Google announced plans to make a big step forward with its Big Data solutions. In the official Google Cloud Platform Blog “big data, the cloud way” explains Product Manager William Vampenebe what it means exactly to use big data to the cloud type and how you have to think of data analysis using Google Cloud Platform:
Big data promises a better and faster insight into the company. However, it is often an infrastructure project. But why? For example, the fact that a flood of information collected must be linked and enriched in order to gain real-time insights. But one must now assume that such feats are naturally involves an enormous effort in terms of resource management and system administration? No way. Not in the cloud. Not when companies use big data to the cloud type.
Big Data to capitalize on the cloud type, means more productive when creating applications to be, namely the need to take care with faster and better insights and without worrying about the infrastructure. More specifically, this includes:
NoOps: The cloud provider should provide a scalable, reliable infrastructure, manage and update as needed. “NoOps” means that the platform these tasks and optimization decreases, so you can focus on the analysis and interpretation of the data fully.
Cost: The “NoOps” solution is not only user-friendly and flexible, it also offers clear cost advantages, since it saves operational processes. And Big Data in the cloud offers additional cost savings – scaled the platform and automatically optimizes the used infrastructure and makes unused resources like idle cluster superfluous. Costs can be controlled by individual cost-benefit considerations about the number of requests and the latency of the processes. There is no need to switch systems in order to optimize costs.
Secure and easy collaboration: files can be used in Google Cloud Storage or tables in BigQuery with employees within and outside your organization together without having to copy them or provide access to the database. There is always to control only one file and can be accessed only by authorized users, without incurring costs or the flow of processes is impaired.
Goggle has paved the way for Big Data, the entire industry – so if companies rely on Google Cloud Platform, then that is also to take advantage of big data to the cloud type using cutting-edge features. Google Cloud Dataflow enables by default the reliable processing of data in real time without the need for extra work would be necessary. But a simple and reliable data processing does not mean that there is no longer an option to perform batch processes.
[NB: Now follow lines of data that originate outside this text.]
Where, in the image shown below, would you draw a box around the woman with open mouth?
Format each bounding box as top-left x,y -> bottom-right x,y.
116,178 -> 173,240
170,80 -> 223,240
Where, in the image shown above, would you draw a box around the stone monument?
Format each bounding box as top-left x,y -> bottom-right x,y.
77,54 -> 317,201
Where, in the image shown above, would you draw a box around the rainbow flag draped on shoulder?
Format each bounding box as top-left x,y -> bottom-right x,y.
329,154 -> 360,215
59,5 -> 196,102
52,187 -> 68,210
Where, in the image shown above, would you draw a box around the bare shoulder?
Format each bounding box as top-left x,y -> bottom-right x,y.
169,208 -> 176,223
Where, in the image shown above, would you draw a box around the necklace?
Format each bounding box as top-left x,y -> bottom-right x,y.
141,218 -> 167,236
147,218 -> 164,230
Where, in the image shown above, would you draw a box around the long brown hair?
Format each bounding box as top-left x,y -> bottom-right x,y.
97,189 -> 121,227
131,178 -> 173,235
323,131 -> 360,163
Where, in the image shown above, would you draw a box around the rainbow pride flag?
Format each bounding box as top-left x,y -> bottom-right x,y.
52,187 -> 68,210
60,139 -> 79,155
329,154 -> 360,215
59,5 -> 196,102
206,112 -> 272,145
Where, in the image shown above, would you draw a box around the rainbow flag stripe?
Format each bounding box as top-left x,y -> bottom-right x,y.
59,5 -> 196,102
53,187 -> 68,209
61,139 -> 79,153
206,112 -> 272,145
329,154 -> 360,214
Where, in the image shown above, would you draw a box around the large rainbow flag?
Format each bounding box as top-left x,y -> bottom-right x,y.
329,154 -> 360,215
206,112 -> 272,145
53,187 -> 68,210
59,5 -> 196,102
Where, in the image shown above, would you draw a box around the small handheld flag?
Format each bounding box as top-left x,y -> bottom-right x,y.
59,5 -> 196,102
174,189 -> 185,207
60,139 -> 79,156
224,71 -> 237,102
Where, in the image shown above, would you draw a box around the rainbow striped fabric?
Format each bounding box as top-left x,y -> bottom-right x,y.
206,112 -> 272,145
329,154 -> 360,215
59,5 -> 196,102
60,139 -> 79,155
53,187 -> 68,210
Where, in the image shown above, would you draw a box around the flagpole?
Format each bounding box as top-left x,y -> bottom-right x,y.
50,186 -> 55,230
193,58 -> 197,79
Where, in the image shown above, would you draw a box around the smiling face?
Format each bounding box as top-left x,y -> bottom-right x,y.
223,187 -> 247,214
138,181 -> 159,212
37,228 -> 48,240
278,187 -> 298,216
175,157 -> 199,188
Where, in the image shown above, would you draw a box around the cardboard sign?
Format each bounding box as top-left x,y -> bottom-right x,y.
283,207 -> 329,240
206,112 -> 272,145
The same process pipeline can also be run in batch mode, use the company to reduce costs or to analyze historical data. The consistent processing of large amounts of data is now not a complex, arduous task more that one takes in very critical situations in coming. With Google Cloud Platform data analysis is fast, inexpensive and easy to do.
With HP Service Anywhere HP announces a service desk solution for IT service management (ITSM) in order to help companies to fix faults in the IT quickly.
The new ITSM solution is marketed as a software-as-a-Service (SaaS) and is easy to implement in this way, to use and update. In addition, HP offers an HP Service Anywhere Foundation Service that allows customers the service desk solutions quickly introduce and integrate into their IT environment a quick start service.